Interesting


 
Living With Interet Rates Hikes

High inflation figures has forced the Bank of England to increase Lending rate the second time in three months. No doubt, the happy beneficiaries are savers, banks, home loan lending and credit card providers. For assiduous savers, the previous lousy rates has just gotten very attractive particularly those with index-linked accounts such as ISAs or TESSAs. For banks, they feel justified in increasing their lending rates even further. For credit lenders, time to rub their hands in glee as they raise their already extortionate rates. For changing rate mortgage or loan holders, well the game just got a bit more expensive.

Give or take, a huge section of the population may not like a increase in interest rates, but higher rate taxpayers can now enjoy the equivalent of 9.25% per annum which is 4% more than normal investment accounts. For base rate taxpayers, this figure is around the 6.5% mark. Returns from fixed-rate bonds is also increasing. Birmingham Midshires, has now launched a one-year fixed rate bond which will pay 6.05% gross. This is better than some of the best margins offered on normal products which stands at around 5.5% on average and 5.9% at best. With extra interest rate increaseexpected this year, savers are bound to reap even more bumper harvest, as there is likely to be more products with 6% or more as rate of return. Keeping money in the bank, in tax-free, index-linked accounts means you can to save a certain fixed amount every year. Coming with the tax-free tag makes it a definite winner for any serious would-be investor.

While rate hikes may be have a brighter side, it is more of bad news than positive news for the average credit consumer. Already, some retail shops have suffered over the Holiday period as the consumer reigned in due to higher bills and expenses overall. Bankruptcies have also increased as inflation rates combined with a myriad of factors have forced small businesses out of the market. Business receivership is dwarfed by the number of individual insolvencies. Ending up broke can be very trying both for businesses and individuals. Even when the ordeal seems to be all over, one realises that a record of it is available on your credit history for 7 years or more. During this period, any loan is likely to come with a high APR. Even low interest credit cards can prove elusive.

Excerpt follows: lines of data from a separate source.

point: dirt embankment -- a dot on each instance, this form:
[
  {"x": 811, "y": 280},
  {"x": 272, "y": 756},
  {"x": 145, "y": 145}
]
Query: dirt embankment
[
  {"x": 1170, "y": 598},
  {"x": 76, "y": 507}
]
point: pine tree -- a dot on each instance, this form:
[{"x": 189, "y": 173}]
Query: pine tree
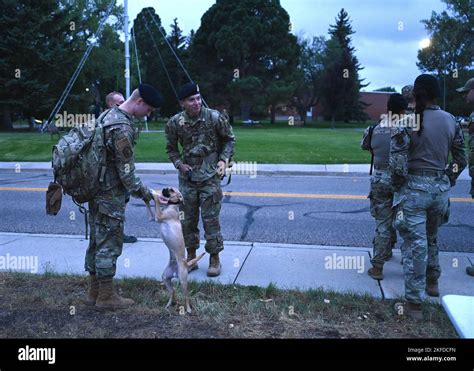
[{"x": 341, "y": 83}]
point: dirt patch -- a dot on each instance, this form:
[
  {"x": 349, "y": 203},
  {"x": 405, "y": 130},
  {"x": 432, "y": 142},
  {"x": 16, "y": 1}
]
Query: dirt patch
[{"x": 50, "y": 306}]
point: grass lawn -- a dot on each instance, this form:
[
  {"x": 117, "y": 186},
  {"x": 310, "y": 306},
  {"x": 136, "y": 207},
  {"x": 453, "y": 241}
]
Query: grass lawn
[
  {"x": 50, "y": 306},
  {"x": 277, "y": 143}
]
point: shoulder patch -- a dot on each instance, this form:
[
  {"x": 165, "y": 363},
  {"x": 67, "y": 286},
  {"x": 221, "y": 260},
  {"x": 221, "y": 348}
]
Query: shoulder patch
[{"x": 125, "y": 148}]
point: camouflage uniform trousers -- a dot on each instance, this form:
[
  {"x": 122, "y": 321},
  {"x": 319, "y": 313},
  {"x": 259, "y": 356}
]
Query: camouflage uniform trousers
[
  {"x": 422, "y": 206},
  {"x": 381, "y": 199},
  {"x": 106, "y": 221},
  {"x": 206, "y": 196}
]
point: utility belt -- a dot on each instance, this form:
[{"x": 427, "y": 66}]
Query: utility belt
[{"x": 432, "y": 173}]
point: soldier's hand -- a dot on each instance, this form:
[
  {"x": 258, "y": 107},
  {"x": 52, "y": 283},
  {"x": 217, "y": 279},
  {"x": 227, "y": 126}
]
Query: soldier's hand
[
  {"x": 184, "y": 168},
  {"x": 221, "y": 168}
]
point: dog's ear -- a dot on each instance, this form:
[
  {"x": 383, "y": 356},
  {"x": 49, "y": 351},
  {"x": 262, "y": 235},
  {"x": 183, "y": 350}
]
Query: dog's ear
[{"x": 166, "y": 192}]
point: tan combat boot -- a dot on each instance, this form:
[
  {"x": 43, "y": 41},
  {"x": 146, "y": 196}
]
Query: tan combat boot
[
  {"x": 191, "y": 256},
  {"x": 409, "y": 309},
  {"x": 376, "y": 273},
  {"x": 93, "y": 290},
  {"x": 108, "y": 299},
  {"x": 214, "y": 266},
  {"x": 432, "y": 288}
]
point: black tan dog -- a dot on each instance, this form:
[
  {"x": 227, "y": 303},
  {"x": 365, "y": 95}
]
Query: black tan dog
[{"x": 172, "y": 236}]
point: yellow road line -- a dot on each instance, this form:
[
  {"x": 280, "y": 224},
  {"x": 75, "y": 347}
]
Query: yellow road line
[
  {"x": 295, "y": 195},
  {"x": 263, "y": 194}
]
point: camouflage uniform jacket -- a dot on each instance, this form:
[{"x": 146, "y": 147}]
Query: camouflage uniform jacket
[
  {"x": 471, "y": 151},
  {"x": 205, "y": 140},
  {"x": 399, "y": 150}
]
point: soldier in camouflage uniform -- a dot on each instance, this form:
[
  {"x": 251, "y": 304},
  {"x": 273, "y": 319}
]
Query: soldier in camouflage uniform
[
  {"x": 468, "y": 90},
  {"x": 207, "y": 141},
  {"x": 422, "y": 178},
  {"x": 107, "y": 209},
  {"x": 407, "y": 92},
  {"x": 377, "y": 140}
]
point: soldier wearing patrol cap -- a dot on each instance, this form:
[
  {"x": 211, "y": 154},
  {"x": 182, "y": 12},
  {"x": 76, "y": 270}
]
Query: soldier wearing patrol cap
[
  {"x": 468, "y": 90},
  {"x": 107, "y": 209},
  {"x": 422, "y": 177},
  {"x": 207, "y": 142}
]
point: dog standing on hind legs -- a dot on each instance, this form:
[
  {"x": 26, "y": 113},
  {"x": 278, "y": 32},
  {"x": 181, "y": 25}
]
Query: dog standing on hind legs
[{"x": 172, "y": 235}]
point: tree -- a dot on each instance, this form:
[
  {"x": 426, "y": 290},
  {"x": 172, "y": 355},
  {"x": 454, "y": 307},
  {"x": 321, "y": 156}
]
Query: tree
[
  {"x": 341, "y": 83},
  {"x": 310, "y": 71},
  {"x": 387, "y": 88},
  {"x": 243, "y": 53},
  {"x": 451, "y": 51}
]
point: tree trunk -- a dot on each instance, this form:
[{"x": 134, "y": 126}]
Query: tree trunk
[
  {"x": 302, "y": 113},
  {"x": 6, "y": 123}
]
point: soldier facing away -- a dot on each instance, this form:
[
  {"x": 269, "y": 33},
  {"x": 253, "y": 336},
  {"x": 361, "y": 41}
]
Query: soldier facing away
[
  {"x": 207, "y": 141},
  {"x": 377, "y": 140},
  {"x": 107, "y": 209},
  {"x": 111, "y": 100},
  {"x": 468, "y": 90},
  {"x": 422, "y": 178}
]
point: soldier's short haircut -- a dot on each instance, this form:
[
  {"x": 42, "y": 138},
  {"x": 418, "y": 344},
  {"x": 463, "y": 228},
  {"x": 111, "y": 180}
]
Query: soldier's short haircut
[
  {"x": 135, "y": 95},
  {"x": 110, "y": 97}
]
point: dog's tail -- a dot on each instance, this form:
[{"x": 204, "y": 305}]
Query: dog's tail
[{"x": 195, "y": 260}]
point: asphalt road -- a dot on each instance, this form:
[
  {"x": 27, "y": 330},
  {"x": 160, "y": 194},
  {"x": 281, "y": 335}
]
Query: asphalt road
[{"x": 323, "y": 210}]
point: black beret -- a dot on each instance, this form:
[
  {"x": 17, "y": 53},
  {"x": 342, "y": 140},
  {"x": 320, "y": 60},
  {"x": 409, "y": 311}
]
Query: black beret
[
  {"x": 429, "y": 83},
  {"x": 396, "y": 103},
  {"x": 150, "y": 95},
  {"x": 188, "y": 90}
]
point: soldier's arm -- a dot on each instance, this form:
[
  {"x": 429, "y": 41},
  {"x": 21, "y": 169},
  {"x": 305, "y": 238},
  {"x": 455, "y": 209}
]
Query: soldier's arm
[
  {"x": 458, "y": 152},
  {"x": 125, "y": 163},
  {"x": 365, "y": 142},
  {"x": 172, "y": 149},
  {"x": 398, "y": 163},
  {"x": 471, "y": 156},
  {"x": 226, "y": 134},
  {"x": 471, "y": 149}
]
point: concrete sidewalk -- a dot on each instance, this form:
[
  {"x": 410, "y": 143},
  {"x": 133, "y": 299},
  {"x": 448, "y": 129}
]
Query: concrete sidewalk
[
  {"x": 337, "y": 268},
  {"x": 261, "y": 169}
]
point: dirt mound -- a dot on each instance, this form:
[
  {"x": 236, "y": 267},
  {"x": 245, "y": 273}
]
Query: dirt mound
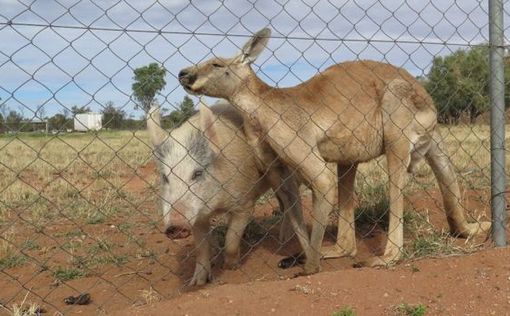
[
  {"x": 477, "y": 284},
  {"x": 485, "y": 118}
]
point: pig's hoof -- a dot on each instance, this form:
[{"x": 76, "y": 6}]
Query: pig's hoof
[
  {"x": 292, "y": 261},
  {"x": 200, "y": 277}
]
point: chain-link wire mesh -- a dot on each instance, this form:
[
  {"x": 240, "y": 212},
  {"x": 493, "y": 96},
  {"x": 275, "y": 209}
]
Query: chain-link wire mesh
[{"x": 132, "y": 217}]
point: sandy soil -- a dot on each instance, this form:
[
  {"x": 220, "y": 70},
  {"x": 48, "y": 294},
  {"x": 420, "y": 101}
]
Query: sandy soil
[{"x": 153, "y": 280}]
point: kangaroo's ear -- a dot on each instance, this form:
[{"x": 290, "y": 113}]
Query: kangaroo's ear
[
  {"x": 207, "y": 125},
  {"x": 255, "y": 45}
]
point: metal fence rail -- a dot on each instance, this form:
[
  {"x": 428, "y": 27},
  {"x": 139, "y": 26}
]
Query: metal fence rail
[{"x": 81, "y": 213}]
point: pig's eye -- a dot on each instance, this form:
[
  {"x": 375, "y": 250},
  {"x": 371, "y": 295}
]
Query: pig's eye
[{"x": 197, "y": 174}]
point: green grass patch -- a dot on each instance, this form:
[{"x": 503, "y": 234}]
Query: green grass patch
[
  {"x": 405, "y": 309},
  {"x": 344, "y": 311},
  {"x": 11, "y": 260}
]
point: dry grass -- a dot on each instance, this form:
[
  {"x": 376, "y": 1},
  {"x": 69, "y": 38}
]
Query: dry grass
[
  {"x": 77, "y": 181},
  {"x": 150, "y": 296}
]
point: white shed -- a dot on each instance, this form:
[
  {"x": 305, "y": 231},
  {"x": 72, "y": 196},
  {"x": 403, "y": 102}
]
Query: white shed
[{"x": 88, "y": 122}]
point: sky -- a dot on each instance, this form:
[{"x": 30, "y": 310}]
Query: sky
[{"x": 56, "y": 54}]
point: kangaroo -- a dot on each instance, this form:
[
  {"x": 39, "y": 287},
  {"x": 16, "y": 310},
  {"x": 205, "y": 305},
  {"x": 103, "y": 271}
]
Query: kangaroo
[{"x": 350, "y": 113}]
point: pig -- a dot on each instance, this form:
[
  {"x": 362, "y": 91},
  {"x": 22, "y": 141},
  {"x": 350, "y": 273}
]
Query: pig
[{"x": 207, "y": 169}]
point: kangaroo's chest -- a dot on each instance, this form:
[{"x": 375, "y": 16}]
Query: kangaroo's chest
[{"x": 351, "y": 139}]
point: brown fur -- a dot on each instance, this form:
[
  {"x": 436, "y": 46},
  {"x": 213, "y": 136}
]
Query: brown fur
[{"x": 350, "y": 113}]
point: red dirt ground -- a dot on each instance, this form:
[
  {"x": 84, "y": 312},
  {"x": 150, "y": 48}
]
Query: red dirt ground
[{"x": 477, "y": 284}]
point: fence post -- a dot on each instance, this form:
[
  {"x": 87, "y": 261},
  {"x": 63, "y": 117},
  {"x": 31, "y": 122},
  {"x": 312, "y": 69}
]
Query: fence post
[{"x": 497, "y": 101}]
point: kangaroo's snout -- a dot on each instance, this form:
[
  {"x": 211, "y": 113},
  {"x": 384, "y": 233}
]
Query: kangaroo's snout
[
  {"x": 186, "y": 78},
  {"x": 177, "y": 231}
]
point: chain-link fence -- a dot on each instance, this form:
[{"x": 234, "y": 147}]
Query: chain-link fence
[{"x": 124, "y": 216}]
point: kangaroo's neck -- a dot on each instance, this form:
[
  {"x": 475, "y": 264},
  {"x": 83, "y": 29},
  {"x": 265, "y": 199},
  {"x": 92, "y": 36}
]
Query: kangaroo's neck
[{"x": 253, "y": 94}]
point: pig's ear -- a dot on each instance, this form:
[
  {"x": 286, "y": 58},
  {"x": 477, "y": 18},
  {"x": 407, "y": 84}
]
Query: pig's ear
[{"x": 207, "y": 124}]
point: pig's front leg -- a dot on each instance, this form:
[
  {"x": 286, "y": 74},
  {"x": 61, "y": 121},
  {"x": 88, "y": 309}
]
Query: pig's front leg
[
  {"x": 238, "y": 221},
  {"x": 202, "y": 273}
]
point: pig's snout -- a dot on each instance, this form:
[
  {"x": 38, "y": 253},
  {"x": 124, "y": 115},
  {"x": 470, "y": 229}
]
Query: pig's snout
[{"x": 177, "y": 231}]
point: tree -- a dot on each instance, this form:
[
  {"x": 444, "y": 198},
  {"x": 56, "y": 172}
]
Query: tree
[
  {"x": 112, "y": 116},
  {"x": 175, "y": 118},
  {"x": 459, "y": 84},
  {"x": 149, "y": 80},
  {"x": 13, "y": 121}
]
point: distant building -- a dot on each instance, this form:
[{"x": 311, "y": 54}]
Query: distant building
[{"x": 88, "y": 122}]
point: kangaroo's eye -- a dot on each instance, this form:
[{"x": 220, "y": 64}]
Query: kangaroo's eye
[{"x": 197, "y": 174}]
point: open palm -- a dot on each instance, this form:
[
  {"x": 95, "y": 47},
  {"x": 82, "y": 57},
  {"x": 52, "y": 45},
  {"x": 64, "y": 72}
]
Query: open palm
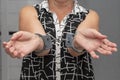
[
  {"x": 92, "y": 41},
  {"x": 21, "y": 44}
]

If you are finding it difficult, you may realise that, making small but important changes can help improve credit history after lending rate rises. If you are on a variable rate for your mortgage for example, it is adviceable to move to a fixed rate. Bear in mind that you may have to pay for chaning. Some creditors will charge you a certain percentage of your total borrowing for opting out of your contract, whereas some may not charge anything at all. Other charges include arrangment fees which can be anything from 150.00 to 1000.00. You can also obtain a higher credit rating by paying bills on time whether it is credit cards or energy bills as well as home loans.

To end this, while interest rates increase may be advantageous to savers, generally they affect borrowers in a negative way and the consequences can echo in future months and years, both in people's personal lives and businesses.